François Asselineau dénonce avec force le « vol de pouvoir » opéré par des organismes supranationaux ou des sénacles juridiques comme le Conseil d’État ou le Conseil constitutionnel, qui décident désormais à la place du peuple. Il rappelle que, selon notre Constitution, la souveraineté appartient au peuple et qu’aucun groupe ne peut s’en attribuer l’exercice.

L’effondrement économique et le piège de l’euro

Le débat met en lumière la suprématie industrielle écrasante de la Chine, qui forme 1,5 million d’ingénieurs par an contre seulement 60 000 en France. Charles Sannat souligne que nous sommes désormais les « prisonniers » d’un modèle où nous achetons des produits chinois avec de l’argent que nous n’avons pas.

François Asselineau revient sur le mécanisme mortifère de l’euro, une monnaie surévaluée pour la France qui détruit notre compétitivité alors qu’elle profite à l’Allemagne.

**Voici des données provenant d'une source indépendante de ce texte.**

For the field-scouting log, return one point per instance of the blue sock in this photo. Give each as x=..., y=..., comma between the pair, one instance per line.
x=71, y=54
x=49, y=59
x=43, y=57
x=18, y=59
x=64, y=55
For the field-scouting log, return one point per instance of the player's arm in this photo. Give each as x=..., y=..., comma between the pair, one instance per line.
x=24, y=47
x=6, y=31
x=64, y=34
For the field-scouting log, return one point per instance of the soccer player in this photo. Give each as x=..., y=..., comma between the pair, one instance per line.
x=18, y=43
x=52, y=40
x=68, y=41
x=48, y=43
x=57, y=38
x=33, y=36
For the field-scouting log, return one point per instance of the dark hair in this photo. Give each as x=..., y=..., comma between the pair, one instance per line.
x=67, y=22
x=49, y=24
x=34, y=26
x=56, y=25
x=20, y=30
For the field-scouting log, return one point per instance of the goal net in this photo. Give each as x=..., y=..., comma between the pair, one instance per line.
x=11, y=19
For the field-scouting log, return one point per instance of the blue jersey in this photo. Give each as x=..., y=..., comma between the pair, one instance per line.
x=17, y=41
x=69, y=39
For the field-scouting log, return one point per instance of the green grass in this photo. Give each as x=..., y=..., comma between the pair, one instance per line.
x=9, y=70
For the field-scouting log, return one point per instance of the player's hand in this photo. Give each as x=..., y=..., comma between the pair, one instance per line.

Il fustige également le « suicide » de la France qui verse chaque année 15 milliards d’euros à la Pologne pour que celle-ci achète du matériel militaire américain, pendant que notre propre budget est une « calamité ».

2027 : le candidat que le système veut occulter

Pourquoi François Asselineau est-il le nom « qui ne doit jamais être prononcé » dans les grands médias ? Le président de l’UPR explique comment le système verrouille l’élection présidentielle :

  • La manipulation du temps de parole : en 2017, il n’a bénéficié que de 0,8 % du temps de parole contre 25 % pour Emmanuel Macron.
  • Le barrage des parrainages : un système délibérément rendu public pour intimider les maires des petites communes.
  • La peur du Frexit : la caste européiste craint par-dessus tout le rétablissement du contrôle des mouvements de capitaux, pilier de notre programme qui mettrait fin aux profits indécents des milliardaires ayant la main sur les médias.

Une « dictature totalitaire européiste » ?

François Asselineau conclut sur un constat sans appel : la France est dirigée par une caste qui détruit sciemment l’État-nation pour faire émerger une Europe fédérale. Il appelle les Français à sortir de la léthargie et à comprendre que voter « utile » pour des partis qui refusent de sortir de l’UE, c’est voter pour le maintien de ce système.